Luis Enrique chce mieć w swojej kadrze klasyczną 9. Nie taką, która zostanie planem B, ale taką, która będzie mogła walczyć o miejsce w pierwszej jedenastce. Prawda jest taka, że sekretariat techniczny ma przygotowaną długą listę nazwisk, ale nie ma swojego faworyta.
Jako pierwszego wymienia się Mario Mandžukicia, obecnego piłkarza Bayernu Monachium. Jego odejście w letnim okienku transferowym jest już przesądzone, o czym publicznie przyznawali już Pep Guardiola i Karl Heinz Rummenigge.
W ostatnim czasie wiele jednak mówiło się o zainteresowaniu Chelsea, choć agent zawodnika zaznaczył, że na chwilę obecną nie może nic powiedzieć. Opcja Mandžukić jest ciekawa, biorąc pod uwagę fakt, że mógłby on także pomóc w aklimatyzacji swojego rodaka, Alena Halilovicia.
Tymczasem Fernando Llorente czeka na ofertę z Barcelony. Obecnie jednak problemem jest to, że trenerem Juventusu jest Antonio Conte, który nie chce jego odejścia. Otoczenie zawodnika zaprzeczyło jakimkolwiek rozmowom z katalońskim klubem. Choć przyznają, że Bask ma wielu przyjaciół w swoim obecnym klubie, to jednak zdaniem środowiska zawodnika „Barcelonie się nie odmawia”. Należy jednak zaznaczyć, że relacje między bratem Llorente a Andonim Zubizarretą nie są najlepsze, ponieważ obecny dyrektor sportowy Barcelony pracował na identycznym stanowisku w Bilbao i między oboma panami doszło do konfliktu.

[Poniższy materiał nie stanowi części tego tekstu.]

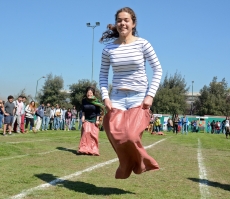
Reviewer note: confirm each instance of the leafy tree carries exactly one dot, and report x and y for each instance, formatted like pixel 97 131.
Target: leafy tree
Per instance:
pixel 23 93
pixel 52 91
pixel 214 99
pixel 77 91
pixel 171 96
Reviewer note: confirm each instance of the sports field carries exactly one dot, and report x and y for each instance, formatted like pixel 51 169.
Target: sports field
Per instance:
pixel 45 165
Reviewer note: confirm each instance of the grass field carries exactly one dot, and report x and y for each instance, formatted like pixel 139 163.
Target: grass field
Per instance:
pixel 45 165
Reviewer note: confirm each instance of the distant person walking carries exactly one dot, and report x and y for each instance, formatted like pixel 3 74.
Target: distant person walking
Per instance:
pixel 9 111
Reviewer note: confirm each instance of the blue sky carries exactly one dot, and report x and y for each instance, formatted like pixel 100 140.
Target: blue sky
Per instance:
pixel 39 37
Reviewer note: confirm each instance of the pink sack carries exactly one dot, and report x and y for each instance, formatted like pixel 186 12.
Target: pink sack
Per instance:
pixel 89 139
pixel 124 130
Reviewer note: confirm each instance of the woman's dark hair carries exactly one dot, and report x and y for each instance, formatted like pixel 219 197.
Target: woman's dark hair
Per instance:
pixel 111 33
pixel 89 88
pixel 10 97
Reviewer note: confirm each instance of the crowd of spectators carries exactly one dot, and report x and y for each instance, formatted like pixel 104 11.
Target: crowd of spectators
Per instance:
pixel 19 117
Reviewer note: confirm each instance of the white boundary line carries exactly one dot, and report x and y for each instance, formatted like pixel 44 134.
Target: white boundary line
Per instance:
pixel 26 141
pixel 42 153
pixel 78 173
pixel 203 183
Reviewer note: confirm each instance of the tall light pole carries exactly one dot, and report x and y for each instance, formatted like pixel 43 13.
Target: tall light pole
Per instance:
pixel 192 100
pixel 88 25
pixel 37 86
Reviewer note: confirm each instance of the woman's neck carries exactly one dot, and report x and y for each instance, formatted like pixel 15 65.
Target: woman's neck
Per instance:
pixel 126 40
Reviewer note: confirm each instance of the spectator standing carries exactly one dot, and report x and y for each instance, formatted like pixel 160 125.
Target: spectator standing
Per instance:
pixel 30 112
pixel 1 113
pixel 169 124
pixel 213 124
pixel 57 117
pixel 208 127
pixel 19 111
pixel 157 124
pixel 184 124
pixel 222 125
pixel 46 117
pixel 62 123
pixel 68 119
pixel 40 115
pixel 176 120
pixel 79 120
pixel 23 115
pixel 74 116
pixel 9 111
pixel 52 118
pixel 227 127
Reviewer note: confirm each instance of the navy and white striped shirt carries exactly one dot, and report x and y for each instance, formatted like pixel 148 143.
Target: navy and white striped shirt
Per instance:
pixel 129 67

Barça ma również asa w rękawie w postaci napastnika Fluminense, Freda, podstawowego zawodnika reprezentacji Brazylii. Scolari zawsze w niego wierzył i polecał innym klubom. Ponadto wiadomo, że w kontrakcie tego 30-latka istnieje klauzula w wysokości 2,5 mln euro dla klubów z Europy. Kogo wybierze Lucho? Przekonamy się w niedalekiej przyszłości.